- Chelamattom Location in Kerala, India Chelamattom Chelamattom (India)
- Coordinates: 10°08′28″N 76°27′47″E﻿ / ﻿10.141140°N 76.462921°E
- Country: India
- State: Keralam
- District: Ernakulam

Population (2011)
- • Total: 16,844

Languages
- • Official: Malayalam, English
- Time zone: UTC+5:30 (IST)
- Postal code: 683550
- Vehicle registration: KL-40

= Chelamattom =

 Chelamattom(ചേലാമറ്റം) is a suburban region of Kochi city in Ernakulam district in the Indian state of Keralam.
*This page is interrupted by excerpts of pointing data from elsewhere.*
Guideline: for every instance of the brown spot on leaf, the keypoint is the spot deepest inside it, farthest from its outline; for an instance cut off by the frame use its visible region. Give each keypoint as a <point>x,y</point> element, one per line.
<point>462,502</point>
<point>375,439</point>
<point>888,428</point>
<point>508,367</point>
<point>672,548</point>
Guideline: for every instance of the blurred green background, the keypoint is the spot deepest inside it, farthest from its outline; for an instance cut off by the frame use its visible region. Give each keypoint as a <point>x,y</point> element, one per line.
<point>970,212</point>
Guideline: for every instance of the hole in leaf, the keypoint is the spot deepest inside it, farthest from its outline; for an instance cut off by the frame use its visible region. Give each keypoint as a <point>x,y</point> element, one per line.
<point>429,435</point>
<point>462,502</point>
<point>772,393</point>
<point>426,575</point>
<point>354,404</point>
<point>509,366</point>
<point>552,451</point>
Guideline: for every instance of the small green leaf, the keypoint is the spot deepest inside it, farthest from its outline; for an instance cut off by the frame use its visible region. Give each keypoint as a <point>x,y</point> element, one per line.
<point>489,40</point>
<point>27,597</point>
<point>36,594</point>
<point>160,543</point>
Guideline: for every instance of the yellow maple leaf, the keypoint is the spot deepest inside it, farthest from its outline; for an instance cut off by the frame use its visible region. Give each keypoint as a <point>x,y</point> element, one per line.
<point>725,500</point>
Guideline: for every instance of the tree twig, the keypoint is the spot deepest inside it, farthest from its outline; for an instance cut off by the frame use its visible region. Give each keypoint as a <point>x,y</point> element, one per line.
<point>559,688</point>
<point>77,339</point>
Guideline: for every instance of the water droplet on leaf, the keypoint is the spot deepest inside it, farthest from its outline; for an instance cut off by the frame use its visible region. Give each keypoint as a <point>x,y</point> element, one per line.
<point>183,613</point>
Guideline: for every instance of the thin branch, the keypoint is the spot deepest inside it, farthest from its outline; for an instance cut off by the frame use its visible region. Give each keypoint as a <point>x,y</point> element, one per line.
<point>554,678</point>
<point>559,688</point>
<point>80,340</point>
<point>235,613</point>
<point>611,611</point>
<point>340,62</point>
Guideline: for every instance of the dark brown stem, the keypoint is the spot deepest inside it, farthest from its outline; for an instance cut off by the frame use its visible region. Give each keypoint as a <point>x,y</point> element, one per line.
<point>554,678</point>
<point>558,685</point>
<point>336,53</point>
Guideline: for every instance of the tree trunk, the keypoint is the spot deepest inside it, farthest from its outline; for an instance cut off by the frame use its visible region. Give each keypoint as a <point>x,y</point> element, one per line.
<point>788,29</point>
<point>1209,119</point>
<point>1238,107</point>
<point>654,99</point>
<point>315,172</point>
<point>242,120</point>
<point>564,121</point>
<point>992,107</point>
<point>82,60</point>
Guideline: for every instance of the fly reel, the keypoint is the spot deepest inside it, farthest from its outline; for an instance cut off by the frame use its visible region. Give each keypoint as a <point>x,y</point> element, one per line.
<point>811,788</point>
Chelamattom is a riparian village situated along the banks of the Periyar River, in close proximity to Kalady. Chelamattom Shree Krishna Swami Temple is one of the main temple situated here. Renowned as a prominent site for ancestral obsequies (Pithru Tarpana), the locale is colloquially designated as 'Dakshina Kashi' (Southern Kashi). Furthermore, it constitutes a significant veneration center characterized by the spiritual manifestations of the diverse aspects of Mahavishnu.

==Demographics==
As of 2011 India census, Chelamattom had a population of 16,844 with 8,346 males and 8,498 females.